今季定点観察してきたコアシナガバチ(Polistes snelleni)の巣bをコロニー解散後に軒下から採集しました。
巣盤が拡張するにつれて大きく反り返った舟形になるのが本種の特徴です。
屋根や垂木など障害物の入り組んだ狭い空間での拡張を余儀なくされたので、全体が歪な形状になっています。
最終的な育房数は141室、不完全な空室が51室ありました。
(ピンクの油性ペンで印を付けながら数えました。)
100円ショップで購入したフィギュアケースに入れて密閉保管することにしました。
2011年2月下旬
採集から3ヶ月経った夕刻、容器内で飛び回っている一頭のミクロ蛾に気づきました。
ケースの隙間はテープで密閉されているので、外からの混入は有り得ません。
ちょっとした密室ミステリです。
コアシナガバチの巣を採集した時点では寄生を疑わせるような不規則網や虫食い跡は無かったので、全く予想外の展開でした。
本来ならば越冬してから成虫が羽化するはずですが、野外より暖かい室内(暖房なし)で季節外れに羽化してしまったのでしょう。
横着してナフタリンなどの防虫剤を容器に同梱してなかったのが幸いしました。
すっかり馴染みになったカザリバガ科マダラトガリホソガの一種(Anatrachyntis sp.)と思われます。
昨年2個採集したキアシナガバチの巣から同様に得られた寄生蛾と素人目には同種に見えます。
(関連記事はこちら→幼虫編、成虫編)
解剖して交尾器を調べてみないといけないらしいのですが、もし同種だとすると、この蛾はキアシナガバチおよびコアシナガバチの巣を寄主とすることが判明しました※。
※以前、虫我像掲示板にて質問した際の回答を引用します。
『誘蛾燈』198号(2009)で記録されたマダラトガリホソガに近縁な未同定種と同種と思われます。
記録のほうもコロニー解散後の蜂の巣を採集して、春に羽化させたものです。
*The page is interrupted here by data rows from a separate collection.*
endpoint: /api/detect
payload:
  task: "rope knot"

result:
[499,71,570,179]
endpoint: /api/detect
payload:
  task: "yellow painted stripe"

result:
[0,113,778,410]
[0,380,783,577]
蜂の種は少し違い、セグロアシナガバチ、コアシナガバチ、コガタスズメバチの巣とありました。
このあたりの仲間は現在研究者不在なので、当面のあいだは名前が決まることはないでしょうね。
私が採集した二種の巣は直線距離で約5km離れており、それぞれ山地(里山の麓)および平地の軒下にありました。
当地では普通種の蛾なのかもしれません。
ちなみに、昨年同じ地域から2個採集したムモンホソアシナガバチの巣からは今のところ寄生蛾は羽化してきていません。
同じアシナガバチでもコアシナガバチやキアシナガバチとは属が違うので(Polistes, Parapolybia)、もしかしたら寄主選択性があるのかもしれません。
しかし未だ調べた例数が少ないので、個人的な想像に過ぎません。
【追記】
3月上旬、二頭目が羽化しました。